How should bailouts or aid to individual companies be structured?

  • The bailing out of the financial services industry and other companies like General Motors in the wake of the financial crisis was political poison for a lot of people in Washington. However, it is probably an essential evil in order to maintain our economic system as it exists today.
  • I would take a different approach. Let’s say a company like Boeing needs $10 billion worth of guarantees for their debt. If Boeing went to a bank and said, “I want a guarantee for my debt,” it would be charged an annual fee of maybe 50 basis points or one percent. And I think that’s what we should be doing.
  • I think that the U.S. Treasury should also be very careful to craft the program so it does not reward the people who were paid to take on the risk, and then expected the taxpayer to bail them out. And that’s why I think we should be saying to a large company, “Yes, the U.S. taxpayers will help you, but you will have to give them 20 or 30 percent of your company in exchange for that.”
  • I would prefer to do it in a low risk fashion with warrants rather than writing checks into the equity part of the capital structure. Meaning, they’re essentially options, so if the stock goes up the taxpayer makes money. Because if we can get senior debt, or claims on senior debt, the downside in a worst-case scenario is not as bad as having the equity wiped out.
  • This is one way to justify that what we’re doing is in the best interest of taxpayers.
  • And I’ll say it again: TARP was a money-making exercise for the U.S. Treasury, and the U.S. Treasury should look at this as an opportunity the same way Warren Buffett or Steve Schwarzman would. In other words, let’s find a way to make money for the taxpayers.

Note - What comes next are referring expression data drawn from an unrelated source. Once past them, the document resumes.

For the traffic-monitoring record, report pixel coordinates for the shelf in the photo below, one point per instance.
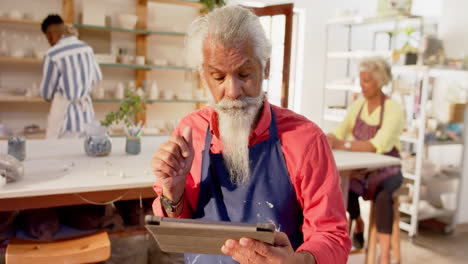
(409, 139)
(193, 3)
(114, 65)
(20, 60)
(405, 226)
(413, 140)
(439, 179)
(443, 143)
(421, 216)
(358, 54)
(360, 20)
(19, 21)
(145, 67)
(155, 101)
(434, 71)
(333, 118)
(136, 31)
(437, 214)
(344, 87)
(17, 98)
(408, 175)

Does the best stimulus package involve sending direct checks to families?

  • I think it’s better than a payroll tax cut, because if you don’t have a job there is no tax to cut.
  • But the money should be directed to the people who need it.
  • It would be more powerful to increase unemployment benefits and extend them for people that are unemployed. For people who are employed, to be getting an extra check in the mail every month seems to be an inefficient mechanism for allocating taxpayer money.
  • This brings me to my biggest complaint about how the financial crisis was handled: It didn’t address the issues of the average person or business on Main Street. We need to make sure this time that our policy solutions address the issues of people who need help and not reward bad actors, and not create a program that worsens income and wealth inequality, which is ultimately politically destabilizing.